WATFORD GAP, England—There is no Mason-Dixon Line in England to settle debate about where the North ends and the South begins. So physicists at Sheffield Hallam University used artificial intelligence to draw one. Their conclusion: The line runs right past Watford Gap rest area, a clump of fast-food outlets and gas pumps on a highway 80 miles from London.
In England, as in the U.S., differences between North and South extend beyond geography to encompass money, class and culture. Northerners say they are friendlier than Southerners, whom they often regard as snobs. Southerners don’t much like to travel too far into the North, which they see as a land of rain and fading factory towns.
Southerners often call their evening meal “dinner"; Northerners call it “tea." The scientists’ goal was to replace preconceptions with something more tangible. “A lot of our identity is carried in the food we eat, isn’t it?" said Robin Smith, one of the physicists. “So we thought, would that make sense?

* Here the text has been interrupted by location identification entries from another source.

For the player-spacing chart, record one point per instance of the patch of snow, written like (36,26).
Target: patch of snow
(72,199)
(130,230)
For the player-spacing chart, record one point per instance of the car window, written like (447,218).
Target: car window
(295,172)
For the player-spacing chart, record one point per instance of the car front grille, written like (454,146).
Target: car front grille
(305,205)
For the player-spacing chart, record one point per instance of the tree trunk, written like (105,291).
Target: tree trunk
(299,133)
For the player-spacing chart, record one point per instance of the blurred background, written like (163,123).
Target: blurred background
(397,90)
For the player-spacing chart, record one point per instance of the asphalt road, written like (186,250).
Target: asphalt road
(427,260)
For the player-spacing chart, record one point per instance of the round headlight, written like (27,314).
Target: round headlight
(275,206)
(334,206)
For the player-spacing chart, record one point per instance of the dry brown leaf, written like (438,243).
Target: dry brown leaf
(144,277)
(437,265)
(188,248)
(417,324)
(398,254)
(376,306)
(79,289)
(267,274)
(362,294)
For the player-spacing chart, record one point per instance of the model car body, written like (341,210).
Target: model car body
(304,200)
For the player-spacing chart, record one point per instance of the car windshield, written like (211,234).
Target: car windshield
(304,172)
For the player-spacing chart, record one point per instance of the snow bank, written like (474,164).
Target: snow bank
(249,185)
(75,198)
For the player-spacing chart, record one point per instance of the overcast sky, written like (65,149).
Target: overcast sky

By examining our food habits, would it reveal some kind of divide?" Smith and his researchers fed the locations of popular Northern and Southern chain restaurants into the kind of artificial neural network that also is used to predict the outcome of nuclear reactions.
Their objective was to identify the line separating Greggs stores, a northern favorite selling sausage rolls and steak pies, from Pret-a-Manger, a London-based chain whose menu includes vegan avocado wraps and specialty coffees. England has been wrestling with the North-South question for generations. George Orwell suggested the divide began to take shape during the Industrial Revolution and the rise of the great Northern factory towns of Manchester, Sheffield and Leeds.